In Gager v. Bank of Edgerton, 101 Wis. 593 (77 N. W. 920), it seems, in substance, to be held that the action can be maintained either through creditors on their own behalf or through a receiver, but that both remedies cannot be pursued. 3 Thompson, Corporations, § 3482, attempts to reconcile the cases as follows: The assets of an in*625solvent corporation are a trust fund for the benefit of all the creditors, and a single creditor will not be allowed to proceed where it appears either that there are other creditors, or that there is not enough for all; and a complaint will not be demurrable unless it appears that there are other creditors of equal standing with plaintiff, or that there are not sufficient assets for all; and he also suggests that a single creditor may proceed alone without mentioning other creditors, or, if proceeding in their behalf, this will not prevent them from coming in and being made co-plaintiffs on their own behalf. These views seem to be recognized in Brundage v. Mining Co., 12 Ore. 322 (7 Pac. 311).

It will be observed plaintiff commenced this action when there was no disclosure of other creditors or of any inadequacy of assets to meet all claims against the corporation. Pending the suit, one of the defendants commenced an action in the same court for the appointment of a receiver, and, upon his petition, Receiver Beach was appointed. Thereupon the plaintiff in the present action requested that the receiver be substituted for herself, or, in effect, that her cause be continued for the benefit of all the creditors, and such relief be given as pertained to equity. The court proceeded according to this theory, concluded the action, and gave relief for the benefit of all the creditors.

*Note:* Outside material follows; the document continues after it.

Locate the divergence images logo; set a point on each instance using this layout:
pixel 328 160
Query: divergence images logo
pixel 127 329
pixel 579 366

We deem it of no consequence that the court did not direct amendments of the pleadings or a formal substitution of the receiver, and we are not disposed to disturb or to interfere with the discretion exercised by the trial court in this regard.

Relative tp the plea in the answer of payment in property by agreement of the corporators, the court found adversely to such agreement, and that such payment was not made. While there has been some conflict in the expres*626sions of this court as to the effect of payment of capital stock in property, the most frequent and best considered expressions approve the rule stated in Adamant Mfg. Co. v. Wallace, supra; that is, in substance, that the subscription to capital stock must be paid in money or money’s worth, and that the estimate of the value placed upon the property hy the stockholders of the corporation is not conclusive upon the courts.

We have examined the testimony, and conclude that the facts found by the superior court are fully supported by the evidence. The judgment is affirmed.

Fullerton, Dunbar, and Anders, JJ., concur.